Une dynamique régionale

‎Pour Hervé Maïdou, secrétaire exécutif de la Commission des forêts d’Afrique centrale (COMIFAC), ce colloque s’inscrit dans le cadre des efforts régionaux visant à harmoniser les politiques forestières et à renforcer la gouvernance.

‎« Il s’agit de mieux comprendre les dynamiques et les enjeux autour du bois domestique, qui varient d’un pays à l’autre, et d’envisager des pistes de solutions pour améliorer la fiscalité, la réglementation et la structuration de l’exploitation artisanale », a-t-il expliqué.

Vers une reconnaissance des marchés domestiques

‎Depuis les années 2010, plusieurs études ont démontré l’importance socio-économique du bois consommé localement. Toutefois, faute de suivi et de financements, les recommandations formulées lors des précédents ateliers n’ont pas trouvé de traduction concrète. Le colloque de Kinshasa ambitionne de combler ce vide en rassemblant chercheurs, décideurs, exploitants artisanaux et industriels, afin de tracer une nouvelle voie.

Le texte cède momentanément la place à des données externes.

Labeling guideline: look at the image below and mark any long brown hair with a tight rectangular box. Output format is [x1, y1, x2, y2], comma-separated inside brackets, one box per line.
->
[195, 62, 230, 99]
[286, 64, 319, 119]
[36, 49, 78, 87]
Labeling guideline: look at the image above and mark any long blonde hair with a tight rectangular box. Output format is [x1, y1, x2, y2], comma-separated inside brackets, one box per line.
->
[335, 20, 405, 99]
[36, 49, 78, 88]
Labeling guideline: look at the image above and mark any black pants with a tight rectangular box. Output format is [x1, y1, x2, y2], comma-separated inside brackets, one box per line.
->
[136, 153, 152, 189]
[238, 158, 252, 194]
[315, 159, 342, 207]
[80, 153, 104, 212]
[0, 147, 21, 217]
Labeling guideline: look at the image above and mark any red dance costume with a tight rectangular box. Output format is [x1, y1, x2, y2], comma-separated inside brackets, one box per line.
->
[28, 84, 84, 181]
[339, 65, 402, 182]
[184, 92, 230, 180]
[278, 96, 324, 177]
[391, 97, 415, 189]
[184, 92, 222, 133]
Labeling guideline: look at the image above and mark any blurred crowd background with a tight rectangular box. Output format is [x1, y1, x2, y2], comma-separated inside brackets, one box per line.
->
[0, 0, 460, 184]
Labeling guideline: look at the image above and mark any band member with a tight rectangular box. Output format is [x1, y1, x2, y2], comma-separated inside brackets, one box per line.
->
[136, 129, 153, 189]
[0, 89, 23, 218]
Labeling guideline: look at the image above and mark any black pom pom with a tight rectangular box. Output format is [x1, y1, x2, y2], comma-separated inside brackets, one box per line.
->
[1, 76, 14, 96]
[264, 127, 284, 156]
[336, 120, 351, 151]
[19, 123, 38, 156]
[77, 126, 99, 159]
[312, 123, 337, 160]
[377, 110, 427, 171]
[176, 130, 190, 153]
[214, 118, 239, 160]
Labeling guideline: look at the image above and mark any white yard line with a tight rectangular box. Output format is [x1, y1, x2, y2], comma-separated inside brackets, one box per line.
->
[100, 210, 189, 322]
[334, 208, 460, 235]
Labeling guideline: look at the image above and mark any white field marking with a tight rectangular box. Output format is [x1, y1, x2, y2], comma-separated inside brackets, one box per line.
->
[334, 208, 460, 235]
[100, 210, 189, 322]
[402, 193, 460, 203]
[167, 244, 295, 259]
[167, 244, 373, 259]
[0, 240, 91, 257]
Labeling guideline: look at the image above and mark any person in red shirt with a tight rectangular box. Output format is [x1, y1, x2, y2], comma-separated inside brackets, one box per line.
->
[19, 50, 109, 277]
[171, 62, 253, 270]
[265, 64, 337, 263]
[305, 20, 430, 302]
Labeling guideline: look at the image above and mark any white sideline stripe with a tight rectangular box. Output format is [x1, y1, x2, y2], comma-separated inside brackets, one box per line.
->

‎En mettant au centre du débat les marchés domestiques, longtemps relégués dans « l’angle mort » des politiques forestières, cette rencontre entend transformer ce secteur en un moteur de durabilité et de développement inclusif pour l’Afrique centrale.

‎La rencontre se clôturera par la formulation de recommandations stratégiques destinées à guider les politiques publiques et les initiatives privées vers une exploitation durable, bénéfique à la fois sur les plans socio-économique et environnemental.